犬猫と飼い主さんが一緒に寝るのはお互いの健康に悪影響を及ぼす場合も

愛犬や愛猫が飼い主さんと一緒に寝るのは、お互い寝返りなどの振動で睡眠を中断されてしまい睡眠の質が下がる可能性があります。


また、飼い主さんと一緒でないと眠れないようになってしまうとペットホテルを利用しなければならない時や、病気で入院しなければならない時などストレスとなってしまいます。

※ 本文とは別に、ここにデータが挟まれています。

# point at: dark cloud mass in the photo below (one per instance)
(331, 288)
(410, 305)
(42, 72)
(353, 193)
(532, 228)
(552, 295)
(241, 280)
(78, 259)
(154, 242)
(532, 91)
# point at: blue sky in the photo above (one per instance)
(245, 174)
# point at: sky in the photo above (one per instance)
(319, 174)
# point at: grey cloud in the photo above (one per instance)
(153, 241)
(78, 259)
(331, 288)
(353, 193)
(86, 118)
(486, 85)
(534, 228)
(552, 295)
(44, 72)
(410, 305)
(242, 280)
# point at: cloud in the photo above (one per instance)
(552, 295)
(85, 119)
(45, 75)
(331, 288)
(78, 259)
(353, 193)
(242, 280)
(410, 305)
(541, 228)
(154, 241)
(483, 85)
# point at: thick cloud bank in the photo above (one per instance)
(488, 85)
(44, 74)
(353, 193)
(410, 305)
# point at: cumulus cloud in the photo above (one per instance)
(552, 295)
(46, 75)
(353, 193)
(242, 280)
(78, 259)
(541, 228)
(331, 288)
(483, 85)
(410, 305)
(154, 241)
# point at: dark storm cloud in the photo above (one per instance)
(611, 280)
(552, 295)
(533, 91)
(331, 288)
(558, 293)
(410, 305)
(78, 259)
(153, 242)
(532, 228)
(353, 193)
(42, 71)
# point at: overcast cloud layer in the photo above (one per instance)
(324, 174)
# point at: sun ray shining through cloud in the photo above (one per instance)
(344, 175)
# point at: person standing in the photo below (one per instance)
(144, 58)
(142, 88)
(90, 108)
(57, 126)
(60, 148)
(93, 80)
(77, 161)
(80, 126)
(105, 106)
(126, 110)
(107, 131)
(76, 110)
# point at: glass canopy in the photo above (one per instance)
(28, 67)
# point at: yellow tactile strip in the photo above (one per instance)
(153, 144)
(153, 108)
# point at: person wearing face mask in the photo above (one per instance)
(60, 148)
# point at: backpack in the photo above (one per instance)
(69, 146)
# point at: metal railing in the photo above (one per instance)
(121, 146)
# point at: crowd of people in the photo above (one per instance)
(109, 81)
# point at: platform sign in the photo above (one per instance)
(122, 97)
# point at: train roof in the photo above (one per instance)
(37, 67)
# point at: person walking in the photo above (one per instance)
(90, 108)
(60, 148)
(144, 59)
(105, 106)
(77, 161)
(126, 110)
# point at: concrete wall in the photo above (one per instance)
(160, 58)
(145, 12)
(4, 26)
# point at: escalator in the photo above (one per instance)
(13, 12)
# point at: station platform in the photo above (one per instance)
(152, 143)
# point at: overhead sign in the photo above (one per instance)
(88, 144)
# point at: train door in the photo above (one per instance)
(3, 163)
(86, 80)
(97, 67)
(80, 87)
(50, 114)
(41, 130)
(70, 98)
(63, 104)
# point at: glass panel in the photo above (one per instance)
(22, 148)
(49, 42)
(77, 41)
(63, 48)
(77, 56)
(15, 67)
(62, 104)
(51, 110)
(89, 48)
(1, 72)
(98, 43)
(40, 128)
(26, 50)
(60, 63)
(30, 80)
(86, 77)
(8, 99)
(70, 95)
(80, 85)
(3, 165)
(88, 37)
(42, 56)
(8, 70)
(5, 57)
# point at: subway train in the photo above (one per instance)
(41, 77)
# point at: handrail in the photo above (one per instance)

飼い主の足元で寝ているような場合には主従関係ができていますが、 飼い主の上や飼い主の枕元で眠るような場合には主従関係が逆転している可能性もあり危険です。


たまに一緒に寝るというのはいいのですが、毎日一緒じゃないと眠れないということにならないように、ケージやクレートで寝る癖をつけることも重要です。

まとめ・睡眠中の様子で体調を確認しましょう

愛犬・愛猫が眠っているのにいびきをかく、途中で起きて夜鳴きをする、いつもと寝る姿勢が違うなど、不眠のサインかもしれません。
また寝ている途中で起きて体を痒がる、咳をするなど病気の症状で睡眠を邪魔されている場合など早めに病院へ相談しましょう。